It was William F. Buckley who defined a conservative as someone who stands athwart history, yelling Stop!
But earlier this month, San Francisco residents — a city where Democrats number nearly two-thirds of the voters — decided that it was their turn to yell, Enough!
Residents of the City by the Bay voted in large margins to recall three members of its school board, including board president Gabriela López (74 percent supporting recall), Alison Collins (78 percent), and Faauuga Moliga (71 percent). These three board members were the only ones eligible for a recall. Given the opportunity, San Franciscans might have gone for the nuclear option. Even the city’s liberal mayor, London Breed, favored the recall.
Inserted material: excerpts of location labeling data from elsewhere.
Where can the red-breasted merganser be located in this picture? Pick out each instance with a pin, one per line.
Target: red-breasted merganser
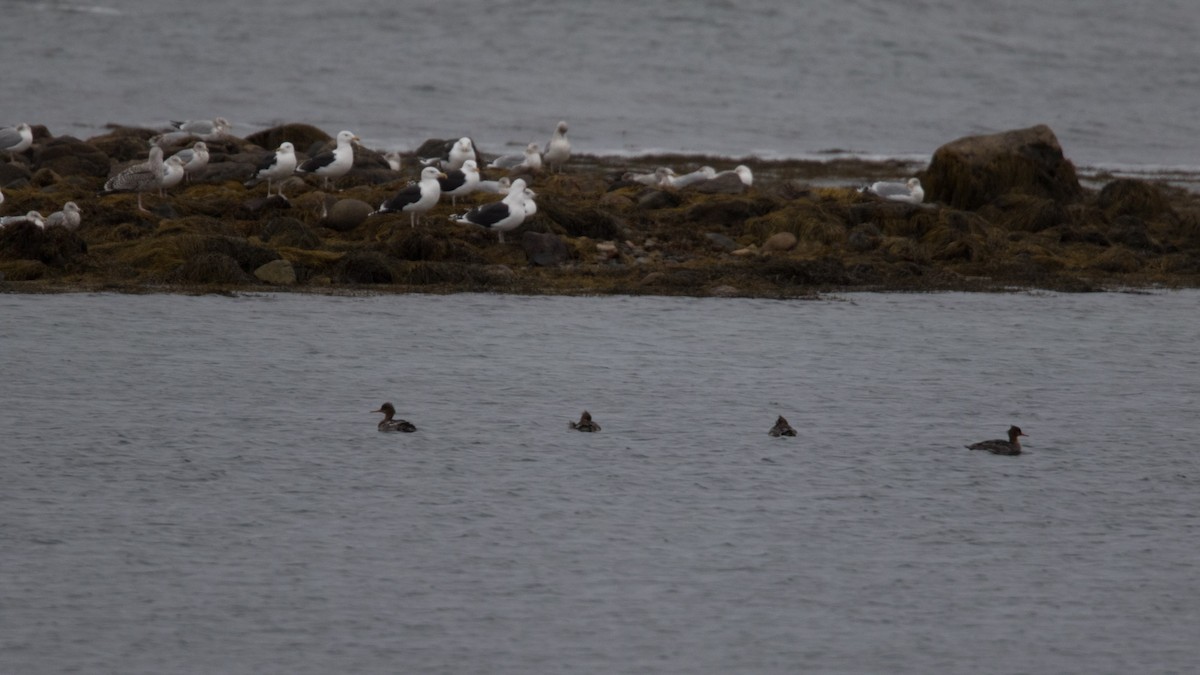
(1009, 447)
(585, 423)
(781, 428)
(389, 424)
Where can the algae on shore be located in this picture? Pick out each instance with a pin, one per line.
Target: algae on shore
(1030, 227)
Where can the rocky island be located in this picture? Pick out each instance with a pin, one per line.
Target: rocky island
(1000, 211)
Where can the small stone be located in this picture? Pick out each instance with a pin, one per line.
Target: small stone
(276, 273)
(545, 249)
(347, 214)
(779, 243)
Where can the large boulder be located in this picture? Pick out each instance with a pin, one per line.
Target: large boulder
(975, 171)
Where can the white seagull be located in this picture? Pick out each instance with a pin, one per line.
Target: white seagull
(504, 215)
(67, 217)
(172, 174)
(528, 161)
(910, 192)
(16, 138)
(699, 175)
(415, 197)
(31, 216)
(138, 178)
(743, 172)
(333, 163)
(275, 167)
(460, 181)
(195, 157)
(558, 150)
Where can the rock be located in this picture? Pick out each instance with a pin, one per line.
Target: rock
(975, 171)
(658, 199)
(12, 174)
(1137, 198)
(303, 136)
(276, 273)
(727, 184)
(779, 243)
(545, 249)
(289, 232)
(66, 155)
(347, 214)
(864, 237)
(720, 242)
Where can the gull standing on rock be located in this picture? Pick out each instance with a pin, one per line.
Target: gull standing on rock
(460, 181)
(333, 163)
(195, 157)
(502, 216)
(31, 216)
(16, 138)
(743, 173)
(529, 161)
(415, 198)
(275, 167)
(172, 174)
(138, 178)
(558, 150)
(910, 191)
(67, 217)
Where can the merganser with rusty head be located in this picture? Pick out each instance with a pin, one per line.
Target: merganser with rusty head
(389, 424)
(1009, 447)
(585, 423)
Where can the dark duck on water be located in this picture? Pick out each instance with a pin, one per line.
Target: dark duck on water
(585, 423)
(1009, 447)
(389, 424)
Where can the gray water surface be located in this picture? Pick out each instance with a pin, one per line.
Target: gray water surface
(1116, 81)
(195, 484)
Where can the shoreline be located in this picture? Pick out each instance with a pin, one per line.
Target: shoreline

“The hugely successful recall of these ultra-progressive San Francisco school board members demonstrates that parental dissatisfaction against school policies is bipartisan and stretches across ideological divides,” said Lance Izumi, senior director of PRI’s Center for Education, in an interview with the Northern California Record. “The failure of the San Francisco school board to reopen schools galvanized parents of all backgrounds and beliefs who saw their children losing precious learning opportunities while the schools remained closed.”
Of the 15 biggest cities in the U.S., San Francisco was the only one not to return middle or high school students to in-person learning during the 2020-21 school year, due in large part to the resistance of the unions and a lackadaisical school board preoccupied with social justice and equity.
In 2021, Right by the Bay chided the school board’s effort to rename 44 schools as the board cancelled the U.S.’s greatest Americans, including George Washington, Abraham Lincoln, and Paul Revere. Even former city mayor Senator Dianne Feinstein, who had an elementary school named after her, got the boot. These figures, according to the text of the San Francisco school board resolution “engaged in the subjugation and enslavement of human beings; or who oppressed women, inhibiting societal progress; or whose actions led to genocide.” After public outcry and national media attention, the resolution was rescinded.
The school board also voted to change the largely merit-based admissions policy of Lowell High School, the city’s most prestigious public school, to a lottery system citing “equity concerns.” Translation: there were too many Asians in the school.
Izumi, who was my co-author on a chapter on Asian-American discrimination in higher education in the book A Dubious Expediency (Encounter Books, 2021), said “the strength of Asian participation in this recall indicates that when Asians are motivated by issues that are important to them, such as the change in Lowell High School’s meritocratic admissions system, they are able to swing elections decisively. . . . Indeed, this recall election is just a continuation of what we saw in the defeat of Proposition 16 in 2020, where Asians were the driving force in the landslide defeat of Prop. 16, which would have re-instituted race-based preferences in university admissions, and which was originally heavily favored to win.”
San Francisco public schools are in crisis. Thousands of students have left the public school system in recent years and the school district is now facing a $125 million deficit. But poor performing schools is just one item in a long list of what San Fransicko author Michael Shellenberger argues the city is suffering from. Rising crime, homelessness, unaffordable housing, poor transportation, a decaying infrastructure, and dirty streets are why people are fleeing in droves and tourists and conventioneers are avoiding the city like the plague (a trend that started long before COVID-19).
Progressives have long governed these cities, claiming that they know how to solve these problems. But as Shellenberger writes, the reality is that in cities they control, “progressives made those problems worse.”
The story is not over. A recall effort is underway for San Francisco’s district attorney Chesa Boudin who has sought to reverse engineer the city’s criminal justice system, leading to an explosion of crime. San Franciscans could well decide, again, to stop history on its tracks.
Rowena Itchon is senior vice president of the Pacific Research Institute.